A thing that intrigues me is the way that neurodiversity issues intersect with meme culture. There is an entire world of memes popular among Millennials and the generation younger than Millennials that I refuse to call "Homelanders" (I'm trying to make "Lawn Trespassers" happen) that normalize neurodivergent and pathologized traits, at the same time there is a significant overlap with memes that reinforce the medical model, often while appropriating neurodiversity-paradigm language (e.g. "Neurotypical people don't understand the struggle of being Mentally Ill").
"Introvert memes" are having a moment in my circles. Funny, relatable, affirming messages about how it's okay to be an introvert! We hate parties! Our idea of a good time is a quiet night in! We'd rather be chased by wild hyenas than talk on the phone!
Meanwhile, memes about "isolating" are shared by the same sources. "Isolating" is the pathologizing way of framing introversion. It's a "symptom."
So in this context, the memeified acceptance of "introversion" is neurotypical privilege. It's okay to isolate yourself from social interaction, by choice, because you prefer it.... as long as you're otherwise neurotyipcal. But in a neurodivergent person, this becomes a "symptom" of "isolating."
The same is true of memes celebrating, normalizing, or affirming "social awkwardness" (but not autism or other neurodivergence), "short attention spans" (but not ADHD), "math is hard LOL" (but not learning disabilities), "annoying trollbrain inner voices" (but not pathologized voice-hearing or schizophrenia).... neurodivergent traits are cute and quirky and memeable, but only when neurotypical people exhibit them.
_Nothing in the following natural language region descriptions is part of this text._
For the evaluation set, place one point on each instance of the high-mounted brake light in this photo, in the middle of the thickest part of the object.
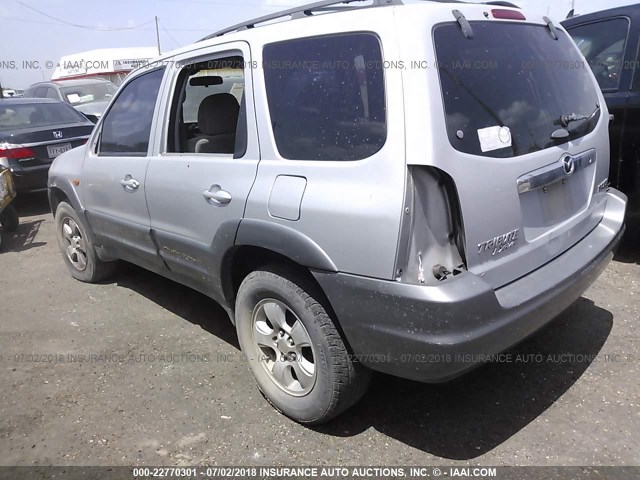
(507, 14)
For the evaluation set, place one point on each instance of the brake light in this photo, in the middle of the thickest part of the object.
(507, 14)
(15, 152)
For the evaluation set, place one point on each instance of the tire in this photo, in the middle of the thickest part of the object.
(9, 219)
(77, 249)
(274, 312)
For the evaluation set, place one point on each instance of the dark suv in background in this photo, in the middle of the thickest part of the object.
(90, 96)
(610, 41)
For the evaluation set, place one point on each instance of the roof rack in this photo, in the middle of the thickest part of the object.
(330, 6)
(301, 12)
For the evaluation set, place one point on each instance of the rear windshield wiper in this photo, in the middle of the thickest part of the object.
(566, 120)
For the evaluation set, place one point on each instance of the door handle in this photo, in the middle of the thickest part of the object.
(216, 196)
(129, 183)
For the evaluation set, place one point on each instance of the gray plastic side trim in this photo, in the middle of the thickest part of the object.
(285, 241)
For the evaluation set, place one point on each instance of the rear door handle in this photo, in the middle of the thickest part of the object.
(216, 196)
(129, 183)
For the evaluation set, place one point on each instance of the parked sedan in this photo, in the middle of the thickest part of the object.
(33, 132)
(90, 96)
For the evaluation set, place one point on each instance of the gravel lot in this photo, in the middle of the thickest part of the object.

I feel like this is going to be very easily misunderstood, so I want to explicitly spell out that my criticism is NOT of "Romanticizing Mental Illnesses, which are actually tragic Diseases!" (I don't believe that's a real thing... at any level). My criticism is of decoupling pathologized traits from the pathologized identities most associated with them and promoting acceptance of those traits only when exhibited by otherwise-privileged people, even when that means drawing arbitrary linguistic distinctions, like between "introversion" and "isolating." It's fine to be an introvert, struggle with math, have inner voices, stim, have special interests, or have a short attention span. But instead of defending these as memeified identities separate from pathologized identities, recognize the arbitrary and oppressive nature of pathologization, and recognize your own privilege that you CAN say things like "I hide when the phone rings!" or "My troll brain won't shut up!" or "I suck at word problems!" without anyone using this as an argument to deny your humanity or your civil rights.